少女は今わかる事を集めて答えを絞っていく。ヘヴンで倒れていた事、全く見たことの無い街、何故かヘヴンの事だけは記憶に多く残っている事。
「わたし、ヘヴンに上りたい」
「うんうん…え?本気かいお嬢ちゃん…」
正気か?と言わんばかりの表情で少女に尋ねる青年。だが少女を見つめる青年の目は決して馬鹿にするようものではなくむしろ真剣そのものだ。
「うん、わたしヘヴンで倒れてたんだよね?」
「そう…グウィンドさんからは聞いているよ」
少女は思う。きっとヘヴンにどうしても行かなければならない理由があったのだと。
本来この若さでヘヴンを上る者など居ない、それは勿論危険だからだ単純に力や持久力も違えば、免疫力も違う、つまり自分はそれらが全て常人より劣っている状態で上ったのだ。

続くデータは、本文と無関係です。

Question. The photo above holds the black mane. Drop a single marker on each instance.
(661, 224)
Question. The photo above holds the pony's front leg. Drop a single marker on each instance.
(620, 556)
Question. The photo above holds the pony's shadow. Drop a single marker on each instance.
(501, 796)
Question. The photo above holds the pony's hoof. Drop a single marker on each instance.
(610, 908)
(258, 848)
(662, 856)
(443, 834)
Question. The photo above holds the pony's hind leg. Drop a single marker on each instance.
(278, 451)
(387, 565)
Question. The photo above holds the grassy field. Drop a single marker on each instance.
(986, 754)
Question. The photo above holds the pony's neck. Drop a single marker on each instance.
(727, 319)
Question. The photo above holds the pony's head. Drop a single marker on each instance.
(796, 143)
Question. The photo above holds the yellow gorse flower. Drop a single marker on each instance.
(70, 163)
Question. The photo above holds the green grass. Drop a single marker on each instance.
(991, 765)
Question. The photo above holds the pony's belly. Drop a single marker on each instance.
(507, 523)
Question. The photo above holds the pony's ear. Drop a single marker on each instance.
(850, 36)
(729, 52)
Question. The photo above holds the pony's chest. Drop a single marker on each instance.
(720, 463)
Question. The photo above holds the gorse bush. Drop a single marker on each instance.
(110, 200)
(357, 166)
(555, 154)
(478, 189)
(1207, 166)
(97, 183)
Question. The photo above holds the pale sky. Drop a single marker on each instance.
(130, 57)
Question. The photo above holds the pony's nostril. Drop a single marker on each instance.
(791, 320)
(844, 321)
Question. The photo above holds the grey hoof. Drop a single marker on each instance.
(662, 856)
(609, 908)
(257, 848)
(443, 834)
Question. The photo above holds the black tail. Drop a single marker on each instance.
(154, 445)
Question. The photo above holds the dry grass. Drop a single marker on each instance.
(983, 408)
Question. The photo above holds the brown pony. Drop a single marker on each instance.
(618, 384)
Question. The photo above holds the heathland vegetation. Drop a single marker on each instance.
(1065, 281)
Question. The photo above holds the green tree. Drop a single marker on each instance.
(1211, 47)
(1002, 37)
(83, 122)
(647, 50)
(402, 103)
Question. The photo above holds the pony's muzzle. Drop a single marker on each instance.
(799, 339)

それほどの覚悟でかつての自分がヘヴンに挑んだのならば…今の自分がそうしないわけには行かない。
「きっと記憶がなくなる前のわたしはどうしてもヘヴンを上らないといけない理由があったとおもうの」
「でも…記憶が無くなったのならもういいんじゃないかな?それに君はまだ幼いじゃないか」
「だからこそ、だよ。そんな私が危険を承知で挑んだんだよ?きっと行かないと後悔する」
青年はしばらく考え込むように目を伏せて沈黙する。そして数秒考えこんで口を開く。
「お嬢ちゃんは本当にそれでいいのかい?」
「うん。それで神様に会えたら記憶も戻してもらえるかもだし!」
「…わかった。協会は来るもの拒まず、だからね」
少女の覚悟を確かめた青年はやれやれといった様子で頭を搔く。そして少女の頭を撫でた。ごわごわしており、そういえばヘヴンから生還したばかりでさっき目覚めたばかりなのを思い出した。
「お嬢ちゃんの入信手続きは僕がしておくからシャワーでも浴びてきなよ」
「あっ…うう、ありがとう」
青年はそれ以上何も言わなかったが、少女は顔を赤くして青年の指さした方へ走り去って行った。
一人になった協会の隅で青年はため息をつく。